To start off, the group is calling on the Government to raise the Qualified Child Increase by a minimum of €7 for the under-12s, and a minimum of €12 for over-12s, in the upcoming budget.

The group would also like to see core social welfare rates being increased by a minimum of €20 for all households with children.

As well as this, to combat the issue of children going hungry or being malnourished, the Children’s Rights Alliance also wants to see the Hot School Meals Programme expanded nationally.

Urgently, they state that a pilot initiative for the expansion of school meals should now happen during holiday time, as there is a real risk of many children going hungry over the school holidays, as they no longer have access to the meals they get in school daily during term.

Back-to-school costs needs to be addressed too

In an interview with Newstalk radio, the alliance says back-to-school costs are an immediate concern for many families right now, and they also want to point out the increased risk to children growing up in one-parent families, as they are currently “more than four times more at risk of consistent poverty” than those in two-parent families.

“To ensure equality between different household types and to increase the income of one parent families in work, reduce the Working Family Payment weekly work threshold from 19 hours to 15 hours for one parent families”, says Tanya Ward, chief executive of the Children’s Rights Alliance.

“The ESRI warned early on that the pandemic could cause a rise in child poverty. Our Child Poverty Monitor analysis shows that the issues for children and young people are indeed starting to worsen – growing waiting lists for key health services and mental health supports, barriers to access education and increased need for social housing.”

She adds:

“The cost of heating your home or your weekly food shop are all rising. The trends are going in the wrong direction, the Government’s response cannot. As we launch this report, there are thousands of children going without what we all consider to be basic essentials.”

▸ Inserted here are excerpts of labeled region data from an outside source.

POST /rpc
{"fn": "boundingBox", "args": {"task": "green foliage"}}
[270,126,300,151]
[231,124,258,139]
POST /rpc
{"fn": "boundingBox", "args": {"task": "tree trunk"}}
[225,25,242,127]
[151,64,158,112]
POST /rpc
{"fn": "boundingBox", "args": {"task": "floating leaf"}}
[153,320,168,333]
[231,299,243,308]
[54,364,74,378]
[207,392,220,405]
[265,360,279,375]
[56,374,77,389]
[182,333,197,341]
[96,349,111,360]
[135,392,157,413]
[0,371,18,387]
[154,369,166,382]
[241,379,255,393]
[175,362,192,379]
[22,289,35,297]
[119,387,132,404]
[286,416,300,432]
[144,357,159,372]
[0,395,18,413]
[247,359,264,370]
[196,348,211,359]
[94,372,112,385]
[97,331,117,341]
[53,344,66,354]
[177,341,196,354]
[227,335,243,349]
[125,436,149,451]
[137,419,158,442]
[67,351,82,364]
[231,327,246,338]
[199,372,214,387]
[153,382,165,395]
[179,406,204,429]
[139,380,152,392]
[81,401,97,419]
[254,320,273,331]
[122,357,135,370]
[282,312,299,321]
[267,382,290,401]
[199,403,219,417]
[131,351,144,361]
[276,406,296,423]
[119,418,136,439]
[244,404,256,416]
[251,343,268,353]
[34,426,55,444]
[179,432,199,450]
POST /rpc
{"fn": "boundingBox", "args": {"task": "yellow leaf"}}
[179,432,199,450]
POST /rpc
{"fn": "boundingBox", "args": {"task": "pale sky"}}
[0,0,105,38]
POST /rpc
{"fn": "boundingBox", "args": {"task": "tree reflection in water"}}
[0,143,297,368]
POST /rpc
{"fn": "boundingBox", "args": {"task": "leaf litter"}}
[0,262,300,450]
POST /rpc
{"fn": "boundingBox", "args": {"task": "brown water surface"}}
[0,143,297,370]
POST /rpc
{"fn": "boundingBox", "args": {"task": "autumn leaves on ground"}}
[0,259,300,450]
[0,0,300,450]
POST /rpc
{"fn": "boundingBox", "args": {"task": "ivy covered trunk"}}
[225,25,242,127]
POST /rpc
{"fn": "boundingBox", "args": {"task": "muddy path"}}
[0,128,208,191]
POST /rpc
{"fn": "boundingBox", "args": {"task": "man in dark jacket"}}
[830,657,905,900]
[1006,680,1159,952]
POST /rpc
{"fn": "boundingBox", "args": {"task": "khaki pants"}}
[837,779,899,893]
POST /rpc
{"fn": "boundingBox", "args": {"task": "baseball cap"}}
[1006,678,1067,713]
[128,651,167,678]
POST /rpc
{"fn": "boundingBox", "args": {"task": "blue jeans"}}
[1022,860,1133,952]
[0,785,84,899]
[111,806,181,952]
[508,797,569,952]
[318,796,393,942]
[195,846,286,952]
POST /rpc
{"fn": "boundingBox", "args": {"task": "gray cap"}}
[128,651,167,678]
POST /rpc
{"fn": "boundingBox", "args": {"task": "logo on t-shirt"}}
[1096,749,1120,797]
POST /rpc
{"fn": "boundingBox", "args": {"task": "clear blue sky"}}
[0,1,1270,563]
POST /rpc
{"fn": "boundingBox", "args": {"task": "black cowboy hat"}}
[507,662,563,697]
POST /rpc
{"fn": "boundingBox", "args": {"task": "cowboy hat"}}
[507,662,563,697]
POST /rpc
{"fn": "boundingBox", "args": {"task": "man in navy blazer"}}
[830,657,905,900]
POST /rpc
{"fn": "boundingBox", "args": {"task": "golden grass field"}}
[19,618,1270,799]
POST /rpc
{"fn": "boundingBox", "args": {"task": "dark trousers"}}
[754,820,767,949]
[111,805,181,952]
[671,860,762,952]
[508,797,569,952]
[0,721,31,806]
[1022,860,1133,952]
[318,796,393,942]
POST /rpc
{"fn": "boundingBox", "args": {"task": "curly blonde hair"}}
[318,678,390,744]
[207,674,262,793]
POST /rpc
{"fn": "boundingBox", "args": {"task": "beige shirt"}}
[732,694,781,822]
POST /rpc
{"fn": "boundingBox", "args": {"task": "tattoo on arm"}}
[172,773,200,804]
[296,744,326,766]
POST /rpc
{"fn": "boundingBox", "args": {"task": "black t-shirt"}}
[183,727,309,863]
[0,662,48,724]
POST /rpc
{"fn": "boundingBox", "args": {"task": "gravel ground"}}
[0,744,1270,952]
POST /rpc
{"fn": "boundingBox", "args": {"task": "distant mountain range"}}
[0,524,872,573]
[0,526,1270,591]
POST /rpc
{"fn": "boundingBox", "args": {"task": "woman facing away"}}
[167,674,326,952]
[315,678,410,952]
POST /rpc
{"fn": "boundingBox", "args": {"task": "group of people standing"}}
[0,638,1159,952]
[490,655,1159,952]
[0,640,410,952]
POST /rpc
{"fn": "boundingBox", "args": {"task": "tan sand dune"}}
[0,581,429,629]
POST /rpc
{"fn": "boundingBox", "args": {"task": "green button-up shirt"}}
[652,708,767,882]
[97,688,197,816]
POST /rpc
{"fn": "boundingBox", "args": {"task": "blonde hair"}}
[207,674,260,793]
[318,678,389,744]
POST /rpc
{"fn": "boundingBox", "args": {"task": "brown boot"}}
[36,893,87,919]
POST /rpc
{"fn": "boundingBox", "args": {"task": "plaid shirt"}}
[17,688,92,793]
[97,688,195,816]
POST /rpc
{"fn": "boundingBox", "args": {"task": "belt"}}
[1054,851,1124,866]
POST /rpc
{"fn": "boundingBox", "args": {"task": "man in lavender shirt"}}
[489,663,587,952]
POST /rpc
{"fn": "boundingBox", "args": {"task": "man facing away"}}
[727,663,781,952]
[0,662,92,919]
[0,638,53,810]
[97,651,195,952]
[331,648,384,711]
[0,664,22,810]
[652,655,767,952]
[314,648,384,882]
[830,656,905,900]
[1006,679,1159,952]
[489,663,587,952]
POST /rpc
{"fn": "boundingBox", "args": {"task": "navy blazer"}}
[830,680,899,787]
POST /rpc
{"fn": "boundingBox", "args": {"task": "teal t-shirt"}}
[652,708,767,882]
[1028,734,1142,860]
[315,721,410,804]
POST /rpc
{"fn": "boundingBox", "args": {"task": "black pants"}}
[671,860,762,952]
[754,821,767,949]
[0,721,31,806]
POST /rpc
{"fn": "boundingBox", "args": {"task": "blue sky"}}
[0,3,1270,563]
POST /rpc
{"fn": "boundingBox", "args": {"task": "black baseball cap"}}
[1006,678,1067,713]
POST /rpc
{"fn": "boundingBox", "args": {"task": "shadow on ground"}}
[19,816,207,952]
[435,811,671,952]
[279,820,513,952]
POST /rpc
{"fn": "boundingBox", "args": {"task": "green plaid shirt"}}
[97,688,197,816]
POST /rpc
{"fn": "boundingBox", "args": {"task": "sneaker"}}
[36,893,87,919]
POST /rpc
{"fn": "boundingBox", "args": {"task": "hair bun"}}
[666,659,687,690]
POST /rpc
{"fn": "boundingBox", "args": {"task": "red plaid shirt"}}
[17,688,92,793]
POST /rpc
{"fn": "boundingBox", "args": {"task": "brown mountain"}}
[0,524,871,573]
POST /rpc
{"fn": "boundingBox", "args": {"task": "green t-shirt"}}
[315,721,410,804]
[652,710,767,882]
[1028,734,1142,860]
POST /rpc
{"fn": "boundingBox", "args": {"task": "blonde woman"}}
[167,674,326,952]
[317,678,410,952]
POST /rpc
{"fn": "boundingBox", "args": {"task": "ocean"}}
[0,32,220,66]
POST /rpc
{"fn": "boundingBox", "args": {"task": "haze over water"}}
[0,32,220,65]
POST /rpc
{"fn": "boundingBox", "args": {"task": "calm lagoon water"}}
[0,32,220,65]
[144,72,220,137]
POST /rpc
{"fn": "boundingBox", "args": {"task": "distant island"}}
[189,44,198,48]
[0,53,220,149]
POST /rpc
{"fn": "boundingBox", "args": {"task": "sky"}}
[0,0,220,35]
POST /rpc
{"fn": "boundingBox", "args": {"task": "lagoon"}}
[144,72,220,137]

Families, she says, are now borrowing to scrape together enough money to send their children back to school.

“We need our leaders to make child poverty a political priority,” Ward says.

“This will require new, ambitious thinking and commitment to cross-departmental work – as the monitor emphasises, none of these issues exists or is experienced in isolation. Child poverty is not inevitable, it is the result of political choices.”